For much less than the $240 million the Super Fund has invested in Facebook, you could build a New Zealand digital ecosystem separate from the open internet.  Everyone who signs up gets a free high-speed Internet connection - their passport into our virtual islands.      

The Covid-19 Lock Down laid bare the digital divide in New Zealand, with estimates 100,000 school children could not participate in remote learning because they did not have an internet connection at home.  This would get these poverty stricken families online.

It would be a state-owned-enterprise and everyone would be verified. As well as education, it would be a place of commerce, news and entertainment and be a celebration of New Zealand culture.  It would be part of Civil Defence infrastructure. 

The return on investment would be an information and communications ecosphere that people can trust, which will respect their privacy and will protect the innocence of our children.  It would be part of New Zealand’s critical infrastructure and the lifeline of our democracy.  The model could be exported to the rest of the world.
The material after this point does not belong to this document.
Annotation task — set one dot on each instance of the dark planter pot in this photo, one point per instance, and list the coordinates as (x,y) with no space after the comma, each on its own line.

At Kinga VoxPop we are dedicated to helping build the next social media and are placing voice at the heart of this system.  It will be social media by the people, for the people.

If we don’t do anything, the world will become an even more misinformed, ignorant and scary place than it is now. And that’s saying something.
    
Rather than build more roads, we should invest in a digital superhighway that connects all New Zealanders and has New Zealand’s laws and interests at heart.